Behishta unterstreicht noch einmal die schreckliche Situation der Mädchen in Afghanistan. “Es ist extrem schlimm. Ich hatte in der Vergangenheit von den Taten der Taliban gehört, aber wenn ich heute Zeuge ihrer Gräueltaten werde, erfüllt mich das mit Traurigkeit und Verzweiflung. Ich kann den Gedanken nicht ertragen, nach Afghanistan zurückzukehren und ihrem Unterdrückungsregime ausgesetzt zu sein. Es bricht mir das Herz, wenn ich sehe, wie Mädchen leiden und ihnen ihre Grundrechte vorenthalten werden, und ich keine andere Wahl habe, als zu schweigen. Wenn ich in den Nachrichten Berichte über Mädchen sehe, die nach ihren Grundrechten schreien, ist das wirklich erschütternd. Ich hoffe, dass die Welt auf unsere Stimmen hört und Maßnahmen ergreift, um sicherzustellen, dass jedes Mädchen, unabhängig davon, woher es kommt, Zugang zu Bildung und anderen Grundrechten hat.”

Behishta glaubt, dass sie sich zu einer reiferen Person entwickelt hat, die danach strebt, ihre Familie stolz zu machen. “Ich habe mehr Verantwortung für meine Familie und mich selbst übernommen und konzentriere mich auf Entwicklungswege, die unsere Generation normalerweise übersieht. Dies wird mich zu einer nachhaltigen und erfolgreichen Karriere und einem erfolgreichen Berufsleben führen.”

Sie ist stolz auf die Unterstützung durch ihre Familie. “Meine Mutter hat uns immer gezeigt, dass wir starke Mädchen sein müssen und dass wir für das, was wir wollen, auf die richtige Art und Weise kämpfen müssen. Mein Vater war mein Held, er hat mich Geduld und Optimismus gelehrt, egal was passiert. Meine Schwestern haben mich in jeder Situation unterstützt und mir geholfen, mehr Selbstvertrauen zu gewinnen. Meine Brüder haben mich immer wie eine Prinzessin behandelt, was ich überall mit Stolz erwähne, wo ich hingehe. Und nicht zuletzt bin ich stolz auf mich selbst. Ich habe nie aufgegeben, egal welche Herausforderungen das Leben mir gestellt hat.”

In schwierigen Zeiten umgibt sich Behishta mit den Menschen, die sie am meisten liebt und deren positive Energie sie aufmuntert. In ihrer Freizeit liest sie gerne Bücher und malt. Zurzeit ist sie in eines ihrer Lieblingsbücher von Khaled Hosseini vertieft, “Der Drachenläufer”. Es ist eine tolle Lektüre, die sie nicht nur unterhält, sondern ihr auch hilft, mehr über ihr Land zu erfahren.

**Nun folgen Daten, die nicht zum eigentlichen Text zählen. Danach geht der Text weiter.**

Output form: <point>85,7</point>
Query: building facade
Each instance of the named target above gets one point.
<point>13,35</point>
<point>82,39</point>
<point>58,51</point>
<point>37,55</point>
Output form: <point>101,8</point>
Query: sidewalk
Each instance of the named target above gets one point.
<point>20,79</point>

Die Lektionen, die sie mit ihren Mitschülerinnen in Deutschland teilt, sind: “Versucht, euren eigenen Weg zu finden, lasst euch nicht von anderen von euren Zielen und dem, woran ihr glaubt, ablenken, strebt immer danach, eure eigene Perspektive zu haben und euren eigenen Weg zu gehen. Wir können nicht zu jemandem werden, der bereits existiert, und ich glaube, dass wir alle unsere Talente haben; wir müssen sie nur entdecken und fördern.”

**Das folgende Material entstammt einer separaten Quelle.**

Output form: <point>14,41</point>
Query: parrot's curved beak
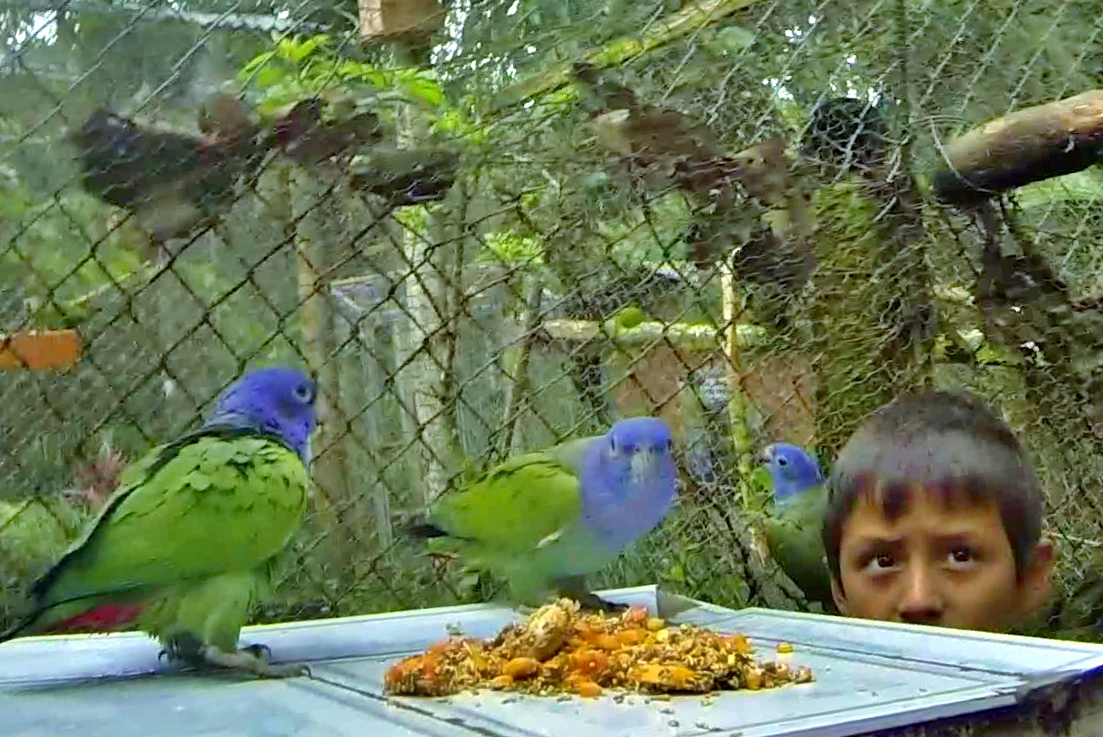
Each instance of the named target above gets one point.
<point>642,462</point>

“Lasst uns alle danach streben, etwas in der Welt zu bewirken, angefangen bei kleinen Taten. Lasst uns jeden Moment im Leben genießen und wirklich leben, nicht nur existieren. Ich möchte die landläufige Meinung über Flüchtlinge ändern und zeigen, dass sie fähige menschliche Wesen sind, die einen Beitrag zur Gesellschaft leisten. Und ich hoffe, dass ich Afghanistan wieder besuchen kann.”